Endoscopy-based diagnosis

This approach is required to exclude gastric preneoplastic conditions or malignant disease in patients with dyspeptic or other symptoms referred to the upper abdomen at age >50 years or at any age in the presence of alarm symptoms. A patient with symptoms related to ulcerogenic drug (NSAIDs) use should also be considered for endoscopy^70,392. Endoscopy-based investigations are the most reassuring and should be considered in patients with anxiety³⁹³.

Test-and-treat for gastric cancer prevention

This strategy targets asymptomatic individuals at increased risk of gastric cancer owing to a first-degree relative with this malignancy. The non-invasive ¹³C-urea breath test or stool antigen test are appropriate for younger adults. Endoscopy-based investigations should be considered in individuals >45 years of age or earlier according to the age at which gastric cancer was diagnosed in the index patient³⁹⁴.

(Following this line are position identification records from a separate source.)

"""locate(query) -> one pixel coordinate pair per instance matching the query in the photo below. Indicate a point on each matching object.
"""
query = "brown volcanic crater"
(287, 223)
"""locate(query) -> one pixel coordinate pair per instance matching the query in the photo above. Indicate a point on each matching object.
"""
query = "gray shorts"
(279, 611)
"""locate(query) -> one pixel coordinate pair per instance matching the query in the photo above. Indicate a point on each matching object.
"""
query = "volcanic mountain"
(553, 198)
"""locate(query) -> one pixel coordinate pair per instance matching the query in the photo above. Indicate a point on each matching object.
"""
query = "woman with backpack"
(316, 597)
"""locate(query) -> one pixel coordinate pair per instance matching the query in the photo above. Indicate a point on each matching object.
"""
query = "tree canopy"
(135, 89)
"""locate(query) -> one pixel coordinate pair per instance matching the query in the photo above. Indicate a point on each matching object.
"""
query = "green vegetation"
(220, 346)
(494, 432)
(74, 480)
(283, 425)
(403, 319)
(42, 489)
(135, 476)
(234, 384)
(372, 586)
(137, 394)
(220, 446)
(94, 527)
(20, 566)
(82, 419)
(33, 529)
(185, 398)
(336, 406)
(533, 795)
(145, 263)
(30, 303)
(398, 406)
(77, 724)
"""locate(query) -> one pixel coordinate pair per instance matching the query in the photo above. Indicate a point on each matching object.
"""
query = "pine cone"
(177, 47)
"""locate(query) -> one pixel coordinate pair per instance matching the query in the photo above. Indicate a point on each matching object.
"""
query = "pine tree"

Population-based test-and-treat

This approach is recommended in regions with a high gastric cancer incidence. For this purpose, serological assessment combining the detection of anti-H. pylori antibodies with measurement of pepsinogen levels provides useful information on the aetiology and atrophy stage of chronic gastritis and helps direct further management of the disease^17,395,396.

Serological assessment for gastric cancer screening.

A large body of research, particularly from East Asian populations at high risk, suggests that measurement of circulating pepsinogen levels is the most useful non-invasive test to define the status of the gastric mucosa (that is, whether it is atrophic)^233,234. Experts from the Kyoto Global Consensus agreed that pepsinogen levels in conjunction with anti-H. pylori antibody levels are useful for identifying individuals at increased risk for gastric cancer¹. Although there are still possibilities for optimization, the ABC (gastritis A, B, C and D) screening method based on this combined measurement is useful for the detection of an increased risk for both intestinal and diffuse types of gastric cancer²³⁵. The specific groups are defined as follows, where Hp indicates H. pylori infection and PG indicates pepsinogen: A [Hp⁻PG⁻], individuals without infection; B [Hp⁺PG⁻], without chronic atrophic gastritis (CAG); C [Hp⁺PG⁺], with CAG; and D [Hp⁻PG⁺], with severe CAG; the latter two groups carry the highest risk for gastric cancer^236,237.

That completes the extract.